5. Larutan stok kolesterol (2 mg kolesterol dalam 1 ml kloroform)
6. Larutan kolesterol kerja, dibuat dengan mengencerkan larutan stok kolesterol lima
kali dalam kloroform (0,4 mg/ml)
Alat-alat:
1. waterbath bergoyang
2. Sentrifuga klinik
3. Spektrofotometer
Prosedur:
Masukkan 10 ml pelarut aseton-alkohol dalam tabung sentrifuga, kemudian
tambahkan 0,2 ml serum atau darah. Celupkan tabung dalam penangas air mendidih yang
bergoyang (boiling waterbath), sampai larutan mulai mendidih. Pindahkan tabung dan
teruskan pengadukan campuran selama 5 menit. Dinginkan sampai mencapai temperatur
kamar, kemudian disentrifuga. Dekantasi supernatannya ke dalam tabung reaksi, dan
uapkan pada waterbath mendidih sampai kering. Dinginkan dan larutkan residunya dalam 2 ml kloroform. Pada saat yang sama buat larutan kolesterol standar dan blanko dalam 2 ml kloroform.
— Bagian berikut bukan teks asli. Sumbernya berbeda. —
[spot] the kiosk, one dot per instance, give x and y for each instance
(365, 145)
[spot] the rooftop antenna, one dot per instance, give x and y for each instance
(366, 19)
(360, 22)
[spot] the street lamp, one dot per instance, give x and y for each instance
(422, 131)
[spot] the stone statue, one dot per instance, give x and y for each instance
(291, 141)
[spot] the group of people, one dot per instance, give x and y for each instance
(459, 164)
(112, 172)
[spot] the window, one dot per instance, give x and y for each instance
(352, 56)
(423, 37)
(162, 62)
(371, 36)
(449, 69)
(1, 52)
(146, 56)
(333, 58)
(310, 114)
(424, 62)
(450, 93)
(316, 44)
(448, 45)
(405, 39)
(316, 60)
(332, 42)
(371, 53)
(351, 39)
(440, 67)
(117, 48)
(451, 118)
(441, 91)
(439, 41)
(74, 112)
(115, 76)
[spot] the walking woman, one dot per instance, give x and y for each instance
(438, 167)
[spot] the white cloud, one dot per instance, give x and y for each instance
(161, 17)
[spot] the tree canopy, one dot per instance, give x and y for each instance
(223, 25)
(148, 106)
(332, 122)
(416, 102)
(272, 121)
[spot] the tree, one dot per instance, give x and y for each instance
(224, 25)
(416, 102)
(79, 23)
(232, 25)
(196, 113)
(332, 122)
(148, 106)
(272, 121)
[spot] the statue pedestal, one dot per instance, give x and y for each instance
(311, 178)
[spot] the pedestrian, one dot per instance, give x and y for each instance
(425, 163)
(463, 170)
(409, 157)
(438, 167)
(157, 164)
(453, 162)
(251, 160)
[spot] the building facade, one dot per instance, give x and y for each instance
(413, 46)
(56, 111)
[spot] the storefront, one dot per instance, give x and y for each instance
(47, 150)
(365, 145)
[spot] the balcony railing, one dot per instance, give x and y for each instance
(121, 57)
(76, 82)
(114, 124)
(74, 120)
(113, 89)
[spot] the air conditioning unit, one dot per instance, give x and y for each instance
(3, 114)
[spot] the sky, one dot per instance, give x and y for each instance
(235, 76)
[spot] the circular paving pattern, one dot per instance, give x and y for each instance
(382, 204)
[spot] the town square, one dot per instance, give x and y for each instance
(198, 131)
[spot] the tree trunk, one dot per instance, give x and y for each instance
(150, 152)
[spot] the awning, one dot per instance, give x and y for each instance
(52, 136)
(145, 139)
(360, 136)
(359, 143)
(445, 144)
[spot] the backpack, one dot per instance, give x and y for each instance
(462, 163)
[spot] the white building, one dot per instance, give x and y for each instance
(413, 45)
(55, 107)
Tambahkan 3 ml campuran anhidrida asam asetat dan asam sulfat pekat pada semua tabung Tempatkan semua tabung pada tempat gelap dan suhu kamar, kemudian baca absorbansinya pada panjang gelombang 686 nm [hasil dari penentuan panjang gelombang  maksimum].
Penentuan harga panjang gelombang maksimum
1.    dibuat larutan kolesterol standar dengan konsentrasi 100 mg/100 ml dengan pelarut
kloroform
2.     dipipet 0,1 ml larutan tersebut ke dalam tabung reaksi yang bersih dan kering,
3.    ditambahkan 3 ml reagen Lieberman-Buchard (campuran asam asetat anhidrid
dengan asam sulfat pekat 30:1) pada suhu dingin
4.    dikocok baik-baik menggunakan vortex-mixer, dibiarkan selama 30 menit pada
suhu kamar.
5.    diukur serapannya dari panjang gelombang 360 s/d 700 nm
6.    dibuat kurva serapan terhadap panjang gelombang, sehingga diperoleh panjang
gelombang maksimum (panjang gelombang yang memberikan serapan maksimum).
Untuk menentukan konsentrasi (kadar) kolesterol total dalam darah digunakan kurva
standar kolesterol
Pembuatan kurva standar kolesterol
1.     dibuat larutan kolesterol standar dengan konsentrasi (mg/ml) berturut-turut: 0,2 ;
0,4 ; 0,6 ; 0,8 ; 1,0 ; 1,5 ; 2,0 ; 2,5.
2.    Masing-masing larutan di atas dipipet ke dalam tabung reaksi yang bersih dan
kering sebanyak 0,1 ml
3.    Pada masing-masing tabung ditambahkan 3 ml reagen Lieberman-Buchard, dikocok
baik-baik, dibiarkan selama 30 menit pada suhu kamar, diukur serapannya pada
panjang gelombang maksimum.
4.    Dibuat kurva standar serapan vs konsentrasi.